I am always fascinated with obscure subject matters, and when Hobby Boss came out with the 1/35 scale kit of this very early tank (as opposed to the over-exposed British Mk. 1), I took an immediate liking to it, especially with its funky camouflage scheme. However, I much prefer smaller scales for tanks, so I found this resin and white metal kit made for the wargaming crowd in 15mm scale, I snapped it up and built it within a week (a rare feat for me) as a relaxation project. I set it in a diorama vignette showing exactly what this little van-sized tank was supposed to do, break barbwire barriers in a slow advance on German lines.
This 15mm scale kit comes from Blue Moon Manufacturing, who specialize in white metal and resin wargaming pieces. After comparing the actual height of people around the tank in WW1 photographs, this kit is really much closer to 1/76 scale. For the robust handling needed in wargaming, the kit is relatively simplified with very few surface details. As one can see here, the boat-like hull is a single piece of resin, with one piece molded white metal track-and-wheel assemblies. The only other separate pieces are the front T-bar wire cutter, rear and short white metal wires for the two machine guns sticking out the sides.
With resin kits, after the washing and scrubbing to get rid of mold oils I start with filling in blowholes with putty, normally found on the underside of resin parts. I also used liquid putty to help re-surface some of the rougher parts of the casting.
Since the kit lacks many notable exterior features, I started adding these. First there was the exhaust pipe at the rear to be replaced since the feature was shown simply molded on but leading from nowhere to nowhere. I replaced this with a piece of brass wire of suitable diameter, bent to shape and fitted to a opening in the hull that I drilled. I also scratch-built the front and rear lamps complete with their wire slings. Hatches were added at the front and left hand side of the driver’s compartment and a cylindrical resin fuel can (from my spare parts box) was added at the right hand side rear.
I made the two top racks from 0.5mm x 0.5mm square plastic rods.
Painting the vehicle was the biggest challenge as the early camouflage scheme had five different colors: sand yellow, light blue, dark sea blue, deep green and red brown. It is interesting that contemporary French accounts stated the scheme was totally useless in the field as the gaudy colors stood out against the muddy grey brown of no-man’s land. I’m sure the German artillery observers found them very useful for targeting (which explains the heavy losses from artillery fire).

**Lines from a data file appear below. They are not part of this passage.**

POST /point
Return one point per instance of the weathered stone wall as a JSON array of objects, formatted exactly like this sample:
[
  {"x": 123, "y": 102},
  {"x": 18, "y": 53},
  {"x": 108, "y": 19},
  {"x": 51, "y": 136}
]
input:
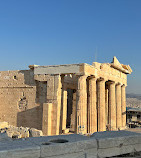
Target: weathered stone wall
[
  {"x": 99, "y": 145},
  {"x": 18, "y": 99}
]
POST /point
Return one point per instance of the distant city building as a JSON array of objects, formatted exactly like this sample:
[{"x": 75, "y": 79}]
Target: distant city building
[{"x": 133, "y": 117}]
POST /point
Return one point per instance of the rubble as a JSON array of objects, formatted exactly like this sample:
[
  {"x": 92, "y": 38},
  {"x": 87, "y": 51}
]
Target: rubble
[{"x": 18, "y": 132}]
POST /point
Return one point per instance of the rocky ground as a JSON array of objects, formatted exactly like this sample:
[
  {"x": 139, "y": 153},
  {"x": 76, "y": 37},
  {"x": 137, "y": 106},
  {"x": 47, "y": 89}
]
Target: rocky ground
[{"x": 19, "y": 132}]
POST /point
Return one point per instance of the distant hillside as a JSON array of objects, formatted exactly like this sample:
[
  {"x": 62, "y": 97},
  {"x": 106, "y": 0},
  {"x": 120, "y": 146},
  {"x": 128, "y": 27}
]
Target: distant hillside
[{"x": 133, "y": 100}]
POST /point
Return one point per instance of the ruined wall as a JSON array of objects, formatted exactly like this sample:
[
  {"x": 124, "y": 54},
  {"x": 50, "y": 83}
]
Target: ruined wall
[{"x": 18, "y": 99}]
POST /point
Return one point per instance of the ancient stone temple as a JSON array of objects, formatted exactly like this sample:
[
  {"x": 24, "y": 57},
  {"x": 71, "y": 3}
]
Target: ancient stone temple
[{"x": 75, "y": 98}]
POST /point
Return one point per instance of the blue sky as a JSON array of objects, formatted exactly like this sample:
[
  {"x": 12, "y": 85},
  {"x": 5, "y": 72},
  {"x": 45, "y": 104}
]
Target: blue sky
[{"x": 48, "y": 32}]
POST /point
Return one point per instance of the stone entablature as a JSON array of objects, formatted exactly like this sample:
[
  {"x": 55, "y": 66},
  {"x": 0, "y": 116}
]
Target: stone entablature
[{"x": 79, "y": 98}]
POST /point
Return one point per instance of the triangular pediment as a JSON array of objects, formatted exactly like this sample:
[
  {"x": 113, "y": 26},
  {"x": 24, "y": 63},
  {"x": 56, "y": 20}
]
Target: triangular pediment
[
  {"x": 125, "y": 68},
  {"x": 116, "y": 62}
]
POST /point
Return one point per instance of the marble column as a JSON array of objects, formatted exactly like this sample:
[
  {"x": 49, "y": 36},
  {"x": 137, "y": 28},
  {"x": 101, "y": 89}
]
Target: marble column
[
  {"x": 82, "y": 105},
  {"x": 123, "y": 105},
  {"x": 112, "y": 105},
  {"x": 64, "y": 108},
  {"x": 106, "y": 105},
  {"x": 46, "y": 120},
  {"x": 101, "y": 105},
  {"x": 92, "y": 111},
  {"x": 118, "y": 105}
]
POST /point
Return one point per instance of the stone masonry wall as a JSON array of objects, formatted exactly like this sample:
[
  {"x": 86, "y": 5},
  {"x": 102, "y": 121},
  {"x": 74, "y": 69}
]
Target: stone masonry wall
[{"x": 19, "y": 103}]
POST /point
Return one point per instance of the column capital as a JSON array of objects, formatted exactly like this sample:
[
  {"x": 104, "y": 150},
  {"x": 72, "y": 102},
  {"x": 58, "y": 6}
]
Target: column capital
[
  {"x": 110, "y": 82},
  {"x": 100, "y": 79},
  {"x": 118, "y": 84},
  {"x": 123, "y": 85}
]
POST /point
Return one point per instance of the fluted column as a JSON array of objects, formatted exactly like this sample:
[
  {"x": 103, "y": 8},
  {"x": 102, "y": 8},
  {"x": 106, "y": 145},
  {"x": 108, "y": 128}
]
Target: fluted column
[
  {"x": 123, "y": 105},
  {"x": 112, "y": 105},
  {"x": 82, "y": 105},
  {"x": 101, "y": 105},
  {"x": 106, "y": 105},
  {"x": 92, "y": 111},
  {"x": 118, "y": 105}
]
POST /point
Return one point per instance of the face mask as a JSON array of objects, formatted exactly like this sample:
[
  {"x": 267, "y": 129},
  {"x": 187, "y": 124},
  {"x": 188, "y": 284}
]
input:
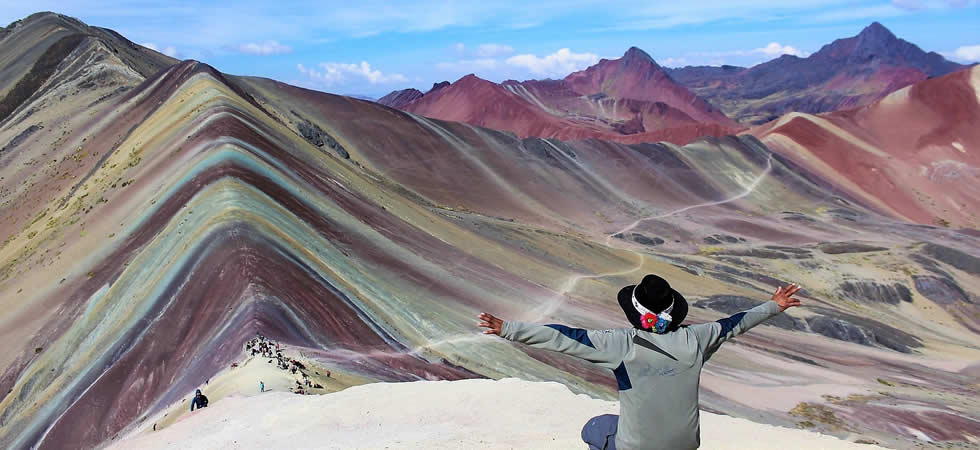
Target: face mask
[{"x": 657, "y": 323}]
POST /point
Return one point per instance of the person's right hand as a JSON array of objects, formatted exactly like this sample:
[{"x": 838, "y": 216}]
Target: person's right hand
[
  {"x": 491, "y": 323},
  {"x": 784, "y": 297}
]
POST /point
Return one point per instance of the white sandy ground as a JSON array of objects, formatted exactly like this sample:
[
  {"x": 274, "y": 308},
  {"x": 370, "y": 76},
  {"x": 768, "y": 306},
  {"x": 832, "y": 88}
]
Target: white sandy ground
[{"x": 485, "y": 414}]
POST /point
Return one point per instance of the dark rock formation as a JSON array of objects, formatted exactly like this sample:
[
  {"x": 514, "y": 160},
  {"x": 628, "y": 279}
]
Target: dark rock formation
[
  {"x": 769, "y": 253},
  {"x": 38, "y": 74},
  {"x": 862, "y": 331},
  {"x": 21, "y": 137},
  {"x": 398, "y": 99},
  {"x": 821, "y": 82},
  {"x": 967, "y": 263},
  {"x": 940, "y": 290},
  {"x": 750, "y": 275},
  {"x": 836, "y": 248},
  {"x": 316, "y": 136},
  {"x": 719, "y": 239},
  {"x": 870, "y": 291},
  {"x": 437, "y": 86},
  {"x": 640, "y": 239}
]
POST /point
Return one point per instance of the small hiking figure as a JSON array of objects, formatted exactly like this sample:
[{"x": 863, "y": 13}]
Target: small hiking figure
[
  {"x": 657, "y": 362},
  {"x": 200, "y": 400}
]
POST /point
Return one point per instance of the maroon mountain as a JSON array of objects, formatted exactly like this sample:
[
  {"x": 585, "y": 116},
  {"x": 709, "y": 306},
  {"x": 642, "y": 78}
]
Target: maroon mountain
[
  {"x": 846, "y": 73},
  {"x": 630, "y": 99}
]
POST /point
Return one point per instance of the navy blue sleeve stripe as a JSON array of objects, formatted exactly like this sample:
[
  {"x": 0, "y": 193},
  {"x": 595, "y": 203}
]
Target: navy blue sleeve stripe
[
  {"x": 728, "y": 323},
  {"x": 578, "y": 334},
  {"x": 622, "y": 378}
]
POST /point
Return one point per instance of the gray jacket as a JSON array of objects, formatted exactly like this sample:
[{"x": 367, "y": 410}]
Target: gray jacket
[{"x": 658, "y": 374}]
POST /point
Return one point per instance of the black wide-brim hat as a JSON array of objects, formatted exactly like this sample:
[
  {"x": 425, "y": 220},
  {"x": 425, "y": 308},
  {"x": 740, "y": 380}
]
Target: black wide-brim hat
[{"x": 654, "y": 294}]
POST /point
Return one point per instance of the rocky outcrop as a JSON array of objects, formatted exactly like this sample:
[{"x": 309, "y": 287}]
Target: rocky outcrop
[
  {"x": 316, "y": 136},
  {"x": 940, "y": 290},
  {"x": 858, "y": 330},
  {"x": 640, "y": 239},
  {"x": 846, "y": 73},
  {"x": 873, "y": 292},
  {"x": 20, "y": 138},
  {"x": 837, "y": 248},
  {"x": 967, "y": 263},
  {"x": 399, "y": 99},
  {"x": 719, "y": 239}
]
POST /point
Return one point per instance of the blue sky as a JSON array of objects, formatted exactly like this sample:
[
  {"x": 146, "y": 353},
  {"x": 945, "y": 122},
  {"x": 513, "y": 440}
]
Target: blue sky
[{"x": 371, "y": 47}]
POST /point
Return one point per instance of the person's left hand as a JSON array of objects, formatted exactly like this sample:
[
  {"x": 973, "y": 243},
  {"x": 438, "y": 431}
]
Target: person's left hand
[
  {"x": 492, "y": 324},
  {"x": 784, "y": 297}
]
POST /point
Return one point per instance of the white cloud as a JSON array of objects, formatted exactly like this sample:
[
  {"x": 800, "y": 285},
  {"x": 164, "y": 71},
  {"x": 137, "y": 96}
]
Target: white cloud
[
  {"x": 469, "y": 65},
  {"x": 558, "y": 64},
  {"x": 264, "y": 48},
  {"x": 493, "y": 50},
  {"x": 776, "y": 49},
  {"x": 968, "y": 53},
  {"x": 331, "y": 73},
  {"x": 908, "y": 5}
]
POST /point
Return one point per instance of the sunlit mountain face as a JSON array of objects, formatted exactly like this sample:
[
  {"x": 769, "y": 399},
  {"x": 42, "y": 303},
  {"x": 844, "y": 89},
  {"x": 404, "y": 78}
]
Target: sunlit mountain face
[{"x": 157, "y": 214}]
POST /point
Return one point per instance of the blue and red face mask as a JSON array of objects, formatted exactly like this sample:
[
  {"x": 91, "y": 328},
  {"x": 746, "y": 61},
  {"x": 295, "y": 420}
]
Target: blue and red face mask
[{"x": 656, "y": 323}]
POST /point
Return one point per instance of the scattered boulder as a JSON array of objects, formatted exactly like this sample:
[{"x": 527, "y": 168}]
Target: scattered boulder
[
  {"x": 316, "y": 136},
  {"x": 940, "y": 290},
  {"x": 719, "y": 239},
  {"x": 21, "y": 137},
  {"x": 766, "y": 253},
  {"x": 870, "y": 291},
  {"x": 846, "y": 327},
  {"x": 836, "y": 248},
  {"x": 437, "y": 86},
  {"x": 967, "y": 263},
  {"x": 640, "y": 239}
]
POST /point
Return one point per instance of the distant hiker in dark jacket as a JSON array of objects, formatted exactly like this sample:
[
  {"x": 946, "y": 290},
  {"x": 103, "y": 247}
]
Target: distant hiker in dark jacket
[
  {"x": 657, "y": 363},
  {"x": 200, "y": 400}
]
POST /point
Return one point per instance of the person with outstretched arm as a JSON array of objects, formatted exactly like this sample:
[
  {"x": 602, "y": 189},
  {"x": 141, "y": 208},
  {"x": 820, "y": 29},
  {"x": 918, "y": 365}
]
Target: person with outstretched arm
[
  {"x": 200, "y": 400},
  {"x": 657, "y": 362}
]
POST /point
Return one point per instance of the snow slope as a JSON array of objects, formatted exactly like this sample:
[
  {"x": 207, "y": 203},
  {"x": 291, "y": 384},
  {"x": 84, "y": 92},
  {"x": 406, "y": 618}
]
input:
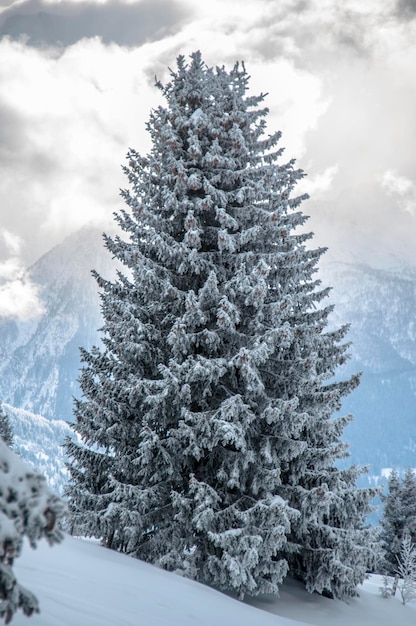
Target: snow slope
[{"x": 79, "y": 583}]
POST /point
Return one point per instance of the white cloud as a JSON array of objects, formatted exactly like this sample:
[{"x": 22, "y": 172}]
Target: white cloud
[
  {"x": 400, "y": 187},
  {"x": 341, "y": 87},
  {"x": 19, "y": 296},
  {"x": 319, "y": 183}
]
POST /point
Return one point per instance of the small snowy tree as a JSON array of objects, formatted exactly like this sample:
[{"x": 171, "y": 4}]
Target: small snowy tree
[
  {"x": 406, "y": 570},
  {"x": 208, "y": 442},
  {"x": 6, "y": 432},
  {"x": 27, "y": 509},
  {"x": 399, "y": 516}
]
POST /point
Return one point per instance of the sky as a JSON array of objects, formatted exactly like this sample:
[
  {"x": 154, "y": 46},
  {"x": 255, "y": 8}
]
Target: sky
[{"x": 77, "y": 85}]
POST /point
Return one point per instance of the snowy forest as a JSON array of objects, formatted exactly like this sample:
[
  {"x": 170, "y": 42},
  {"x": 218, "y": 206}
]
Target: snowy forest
[{"x": 207, "y": 435}]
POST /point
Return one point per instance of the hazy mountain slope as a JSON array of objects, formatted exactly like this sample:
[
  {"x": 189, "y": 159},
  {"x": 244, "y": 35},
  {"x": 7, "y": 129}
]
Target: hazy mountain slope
[
  {"x": 40, "y": 357},
  {"x": 39, "y": 442},
  {"x": 381, "y": 308}
]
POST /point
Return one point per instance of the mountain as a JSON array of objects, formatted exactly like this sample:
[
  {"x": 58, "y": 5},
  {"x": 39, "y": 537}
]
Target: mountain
[
  {"x": 380, "y": 306},
  {"x": 39, "y": 363},
  {"x": 39, "y": 358},
  {"x": 39, "y": 442}
]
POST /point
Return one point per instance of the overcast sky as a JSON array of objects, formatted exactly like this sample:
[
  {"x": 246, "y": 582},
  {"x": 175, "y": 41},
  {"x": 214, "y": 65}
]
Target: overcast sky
[{"x": 77, "y": 85}]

I started as usual with a prime layer coat of Tamiya NATO Black XF69. Then I sprayed the entire hull (but leaving the tracks out) with Tamiya Wooden Deck Tan XF78, lightened with 20% Flat White. The rest of the camouflage pattern was hand-painted in the following sequence: Testor’s Acrylic Hellblau RLM78, Tamiya Deep Green XF 26 (lightened with 20% White), Tamiya Red Brown XF64 (lightened with 20% White), and finally with Tamiya Sea Blue XF17 (lightened with 20% White). By the time I was done, I had my doubts because the whole structure looked more like the tropical reptile section of a zoo. It was so bright and un-militarily gaudy, I pitied the crews who were assigned to these vehicles back in 1917.
I painted the tracks and other steel parts with Testor’s Metalizer Burnt Metal, since the latter has a much toned down stressed steel. The unit marking were hand-painted in Insignia White (see the while swirl pattern that look like eyes for the hull). The whole vehicle looked better after I gave the camouflage pattern an ink-wash of 50%:50% Burnt Umber:Lamp Black. I stained the tracks with diluted Tamiya Flat Earth XF52. The whole job was given a coating of flat varnish. I added the Hotchkiss gun barrels at the end of this process. Instead of using the sticks provided by the kit, I hunted down some replacement parts from by spare parts box that looked more like machine gun barrels.
Finally, I misted the underside with thinned down 70%:30% mix of Tamiya Flat Earth and Flat White. The upper side were more thinly misted with the same mix to give the vehicle that used-in-the-field dusty look.
I prepared a small sloped base to look like a muddy field in France circa 1918 fully populated by barbwire posts. The Schneider has grounded down one layer of barbwire and about to start on another fence. Marche avant, mes amis!